I would like to take four randomized subsamples (each containing 25% of the original data) with following conditions:
1) the distribution of book-colours should remain the same as in the original dataset. If there were 10% blue books, this should also be reflected in the subsamples
2) the subsample should not be taken/split by number of rows (which is the sentence ID) but by "Book ID". This means if Book ID 4 is sampled, then all sentences 7,8,9,10,11 should be in the sample dataset.
3) Also, each Book ID should only be in one of the 4 sub samples - this means if I decided to merge all 4 subsamples, I want to end up with the original dataset again.
What would be the best solution to split my dataset in the way described above?
Here the short version:
library(tidyverse)
df <- tribble(
~Book_ID, ~sentence_ID, ~Colour, ~Sentences
,1 , 1, "Blue", "Text goes here"
,1 , 2, "Blue", "Text goes here"
,1 , 3, "Blue", "Text goes here"
,2 , 4, "Red", "Text goes here"
,2 , 5, "Red", "Text goes here"
,3 , 6, "Green", "Text goes here"
,4 , 7, "Orange", "Text goes here"
,4 , 8, "Orange", "Text goes here"
,4 , 9, "Orange", "Text goes here"
,4 , 10, "Orange", "Text goes here"
,4 , 11, "Orange", "Text goes here"
,5 , 12, "Blue", "Text goes here"
,5 , 13, "Blue", "Text goes here"
,6 , 14, "Red", "Text goes here"
,6 , 15, "Red", "Text goes here"
)
df %>%
left_join(
df %>%
distinct(Book_ID, Colour) %>%
group_by(Colour) %>%
mutate(sub_sample = sample.int(4, size = n(), replace = TRUE))

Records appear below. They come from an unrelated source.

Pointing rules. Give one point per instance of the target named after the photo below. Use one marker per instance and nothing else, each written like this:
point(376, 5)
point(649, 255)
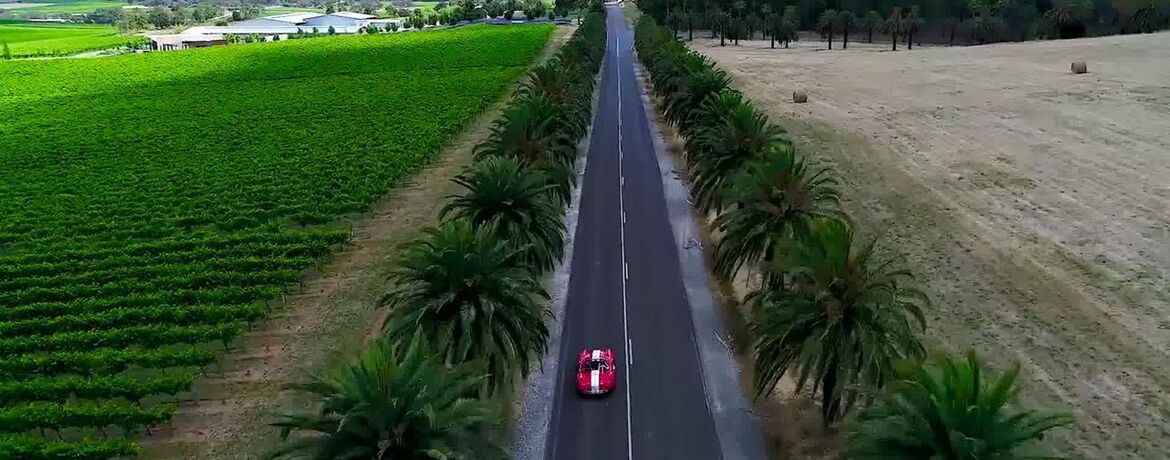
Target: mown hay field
point(26, 40)
point(157, 204)
point(1031, 203)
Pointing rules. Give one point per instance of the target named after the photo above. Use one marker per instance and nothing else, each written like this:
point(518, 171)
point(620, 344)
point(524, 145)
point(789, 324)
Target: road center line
point(621, 207)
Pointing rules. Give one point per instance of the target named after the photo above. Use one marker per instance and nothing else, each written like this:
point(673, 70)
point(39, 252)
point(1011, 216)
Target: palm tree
point(872, 21)
point(951, 411)
point(532, 130)
point(518, 200)
point(893, 26)
point(682, 105)
point(951, 25)
point(827, 23)
point(776, 198)
point(392, 404)
point(468, 292)
point(562, 84)
point(845, 21)
point(729, 132)
point(835, 315)
point(984, 26)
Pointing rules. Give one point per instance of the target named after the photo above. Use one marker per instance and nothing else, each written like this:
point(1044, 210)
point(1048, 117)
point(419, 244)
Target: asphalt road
point(626, 293)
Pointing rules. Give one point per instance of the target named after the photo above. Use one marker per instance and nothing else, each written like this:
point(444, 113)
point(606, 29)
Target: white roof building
point(353, 15)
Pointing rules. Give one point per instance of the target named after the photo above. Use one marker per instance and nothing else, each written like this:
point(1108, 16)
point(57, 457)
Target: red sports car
point(596, 371)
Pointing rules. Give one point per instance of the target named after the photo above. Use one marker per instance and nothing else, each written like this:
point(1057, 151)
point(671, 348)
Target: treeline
point(952, 21)
point(830, 310)
point(467, 309)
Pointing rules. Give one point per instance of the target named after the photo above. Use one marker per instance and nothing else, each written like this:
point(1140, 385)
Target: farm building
point(269, 27)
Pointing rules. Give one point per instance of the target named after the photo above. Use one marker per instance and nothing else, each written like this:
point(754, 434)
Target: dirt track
point(1033, 204)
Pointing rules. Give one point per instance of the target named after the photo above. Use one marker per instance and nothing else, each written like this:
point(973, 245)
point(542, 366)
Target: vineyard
point(157, 205)
point(27, 40)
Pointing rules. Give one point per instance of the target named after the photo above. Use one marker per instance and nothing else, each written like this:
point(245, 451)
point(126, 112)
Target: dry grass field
point(1032, 204)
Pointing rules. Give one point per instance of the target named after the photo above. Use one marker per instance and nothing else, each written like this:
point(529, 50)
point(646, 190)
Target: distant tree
point(495, 8)
point(985, 27)
point(132, 20)
point(1066, 18)
point(827, 25)
point(951, 25)
point(790, 23)
point(910, 25)
point(893, 26)
point(1149, 18)
point(845, 21)
point(675, 20)
point(693, 18)
point(535, 8)
point(950, 410)
point(772, 27)
point(871, 22)
point(724, 26)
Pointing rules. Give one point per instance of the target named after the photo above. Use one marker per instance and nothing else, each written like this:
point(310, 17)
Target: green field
point(67, 7)
point(57, 40)
point(155, 205)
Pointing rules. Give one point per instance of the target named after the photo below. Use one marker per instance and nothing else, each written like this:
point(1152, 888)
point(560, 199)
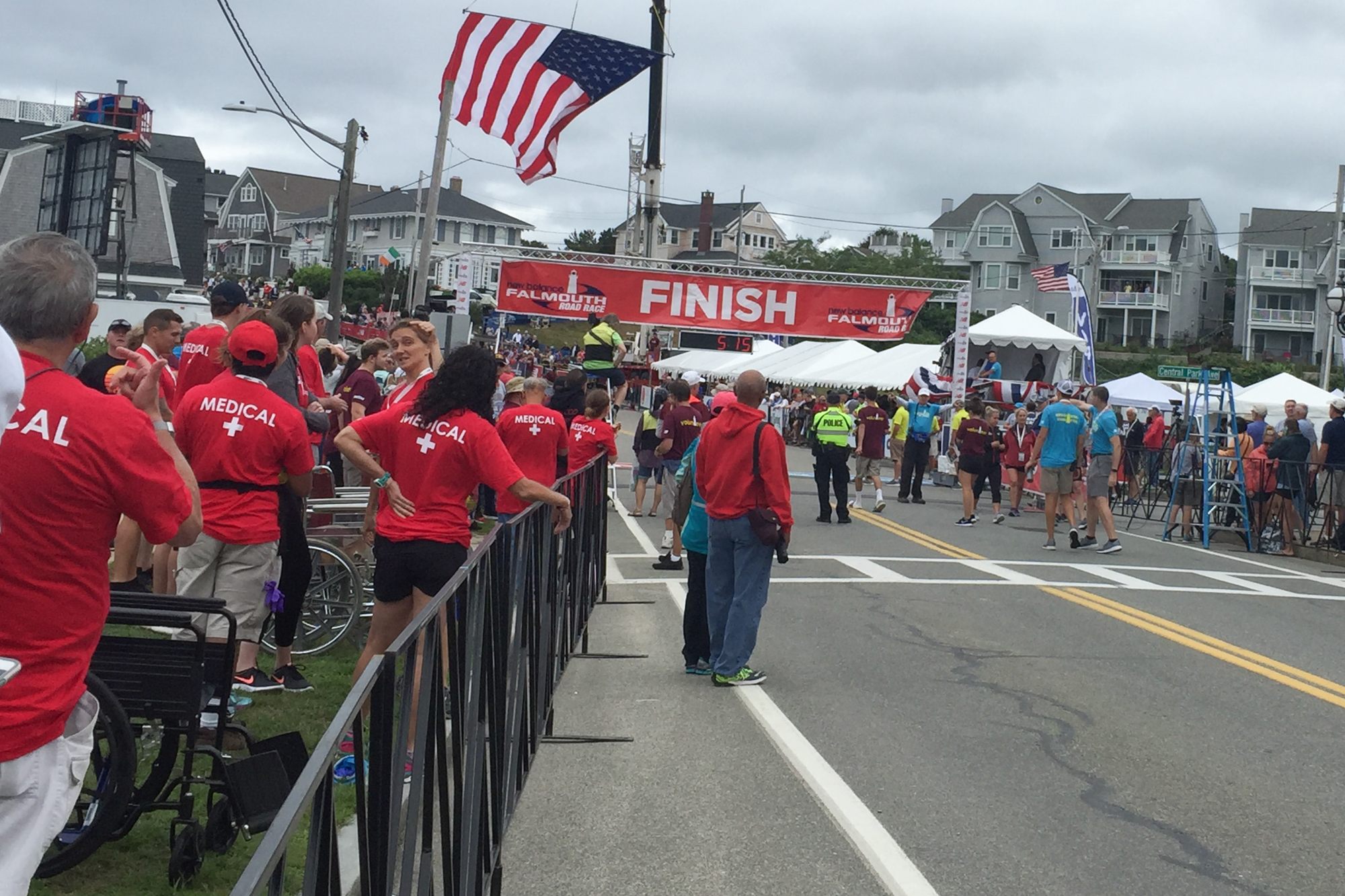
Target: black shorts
point(614, 376)
point(401, 565)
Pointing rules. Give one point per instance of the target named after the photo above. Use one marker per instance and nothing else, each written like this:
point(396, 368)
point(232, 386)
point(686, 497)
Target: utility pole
point(654, 150)
point(340, 228)
point(1332, 279)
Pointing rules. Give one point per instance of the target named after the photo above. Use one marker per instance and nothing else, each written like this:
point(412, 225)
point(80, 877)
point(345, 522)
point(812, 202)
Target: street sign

, by = c("Book_ID", "Colour"))
This will give you:
# A tibble: 15 x 5
Book_ID sentence_ID Colour Sentences sub_sample
<dbl> <dbl> <chr> <chr> <int>
1 1 1 Blue "Text goes here" 3
2 1 2 Blue "Text goes here" 3
3 1 3 Blue "Text goes here" 3
4 2 4 Red "Text goes here" 1
5 2 5 Red "Text goes here" 1
6 3 6 Green "Text goes here" 1
7 4 7 Orange "Text goes here" 2
8 4 8 Orange "Text goes here" 2
9 4 9 Orange "Text goes here" 2
10 4 10 Orange "Text goes here" 2
11 4 11 Orange "Text goes here" 2
12 5 12 Blue "Text goes here" 2
13 5 13 Blue "Text goes here" 2
14 6 14 Red "Text goes here" 3
15 6 15 Red "Text goes here" 3
And a short explanation of the code:
Let's start with the nested part
# take the dataframe
df %>%
# ...and extract the distinct combinations of book and colour
distinct(Book_ID, Colour) %>%
# and now for each colour...
group_by(Colour) %>%
# ...provide random numbers from 1 to 4
mutate(sub_sample = sample.int(4, size = n(), replace = TRUE))
Grouping by colour ensures that you have the same distribution of colours in each sample.
The result of this is now left_join
ed to the original dataframe on the two columns we "distincted" before - which ensures that there can be no duplicates.
One addition
To have the same colour distribution in the subsamples you of course need a sufficient number of books for each colour. So, for example, only 20 different books in green is guaranteed to be differently distributed. In that case you would probably want to "group" colours for the sampling. However, that's a statistics question and clearly beyond the scope of a programming forum.